The greatest invention of all time (Wow! That’s putting it out there) is the automatic washing machine. No one calls it an “automatic” washer anymore. Today’s generation has no idea what the world was like when this invention first started showing up in basements across America in the 1950’s. It replaced the “wringer” washing machine, which was nothing more than a steel drum with an agitator motor to slosh the clothes around and a set of rolling pin like bars that you fed the clothes into to wring out the excess water. Even that device was a step up from a hand cranked wringer and a stick to push the clothes back and forth in a tub. Before that, I guess it was the “beat the clothes on a rock by the side of the creek” process. I don’t go back quite that far, but I was there when my mother got her “automatic” washing machine.

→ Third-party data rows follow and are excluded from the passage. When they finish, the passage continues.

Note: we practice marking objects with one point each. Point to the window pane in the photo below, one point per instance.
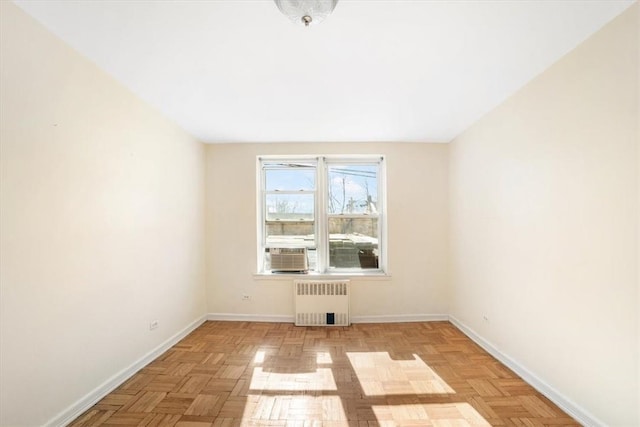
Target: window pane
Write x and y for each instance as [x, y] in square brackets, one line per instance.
[353, 242]
[289, 207]
[352, 189]
[297, 177]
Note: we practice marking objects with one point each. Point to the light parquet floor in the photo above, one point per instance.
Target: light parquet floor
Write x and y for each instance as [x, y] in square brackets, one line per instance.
[277, 374]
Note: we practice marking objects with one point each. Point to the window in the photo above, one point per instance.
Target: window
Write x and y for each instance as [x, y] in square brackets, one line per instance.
[332, 206]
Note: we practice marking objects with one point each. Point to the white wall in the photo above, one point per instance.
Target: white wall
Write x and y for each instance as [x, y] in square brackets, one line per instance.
[102, 220]
[544, 200]
[417, 232]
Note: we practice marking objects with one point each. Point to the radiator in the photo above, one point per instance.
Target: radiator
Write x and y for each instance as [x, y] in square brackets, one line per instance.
[321, 302]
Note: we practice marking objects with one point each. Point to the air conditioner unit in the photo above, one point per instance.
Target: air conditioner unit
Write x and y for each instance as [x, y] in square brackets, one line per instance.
[289, 259]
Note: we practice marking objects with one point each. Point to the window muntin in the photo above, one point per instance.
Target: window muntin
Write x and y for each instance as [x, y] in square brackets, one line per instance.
[330, 205]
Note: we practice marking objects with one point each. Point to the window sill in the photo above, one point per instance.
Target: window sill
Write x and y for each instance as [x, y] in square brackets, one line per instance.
[376, 276]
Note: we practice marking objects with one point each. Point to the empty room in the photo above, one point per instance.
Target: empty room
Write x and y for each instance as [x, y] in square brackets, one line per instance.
[319, 213]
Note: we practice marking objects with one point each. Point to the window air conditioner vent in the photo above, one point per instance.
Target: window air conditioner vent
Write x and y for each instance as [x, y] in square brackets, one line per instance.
[289, 259]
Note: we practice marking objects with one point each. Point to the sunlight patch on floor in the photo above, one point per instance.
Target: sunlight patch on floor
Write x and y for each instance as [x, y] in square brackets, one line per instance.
[437, 414]
[380, 375]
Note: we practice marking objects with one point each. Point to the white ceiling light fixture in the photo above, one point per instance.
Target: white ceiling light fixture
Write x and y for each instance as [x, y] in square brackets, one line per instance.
[306, 11]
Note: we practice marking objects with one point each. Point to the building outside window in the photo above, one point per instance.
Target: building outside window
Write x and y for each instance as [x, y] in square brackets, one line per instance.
[327, 209]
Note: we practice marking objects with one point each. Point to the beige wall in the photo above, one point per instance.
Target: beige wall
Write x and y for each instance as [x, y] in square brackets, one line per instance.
[544, 225]
[102, 220]
[417, 232]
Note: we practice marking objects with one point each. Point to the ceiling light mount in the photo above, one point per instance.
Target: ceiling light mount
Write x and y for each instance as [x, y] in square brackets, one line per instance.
[306, 12]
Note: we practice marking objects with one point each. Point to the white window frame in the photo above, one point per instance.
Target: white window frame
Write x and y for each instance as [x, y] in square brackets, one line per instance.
[321, 215]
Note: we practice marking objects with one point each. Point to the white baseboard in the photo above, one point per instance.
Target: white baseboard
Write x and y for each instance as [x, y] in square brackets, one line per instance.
[394, 318]
[76, 409]
[567, 405]
[232, 317]
[400, 318]
[73, 411]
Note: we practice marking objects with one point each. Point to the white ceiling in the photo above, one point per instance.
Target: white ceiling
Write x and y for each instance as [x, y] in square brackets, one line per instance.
[239, 71]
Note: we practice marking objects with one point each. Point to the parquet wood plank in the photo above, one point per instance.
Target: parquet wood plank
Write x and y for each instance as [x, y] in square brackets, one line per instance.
[237, 374]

It was installed in the basement, a few feet from a matched set of stationary tubs that were used to presoak clothes before they went into the wringer washer. My mother kept up the presoak process, like many housewives of the day, because she didn’t trust the “newfangled” machine to get clothes clean with such little effort. Kind of like, what many of us do today, by rinsing dishes thoroughly before stacking them in the dishwasher.
Eventually, people accepted the change and stopped the pre-wash step. The term, “automatic” was put aside and the washer machine became simply, the washer. So here I am, sixty some years later, using an automatic washer, despite getting a, “Tsk, tsk, tsk,” from my wife when I do so. I usually wait until I’m home alone, just like I do when I climb the ladder to wash or paint our 212-year-old clapboards. I’m happiest when I’m unsupervised; I can ignore her plea of, “Just let me do your wash.”
I do it because I don’t like her technique. I like to wash everything in my hamper in one load. And, get this, she thinks the clothes should be divided into piles: whites, colors, permanent press, etc., and washed separately. I cram mine in and set the cycle to large load. I have a two by four handy to jam them in when the lid won’t close. I did add one step, at her insistence. I check the pockets for paper receipts and tissues, so the washer, the dryer and the clothes don’t end up imbedded with confetti. Oh sure, my stuff has wrinkles, some of the stains don’t come out and a few white things have become pinkish. But, wrinkles are in these days and “real men” wear pink. As for the stains, well, if I hold my arm in front of them nobody notices. Trouble is, I’m getting a catch in my elbow and don’t know how long I can continue with that technique. I might be forced to listen to her for a change.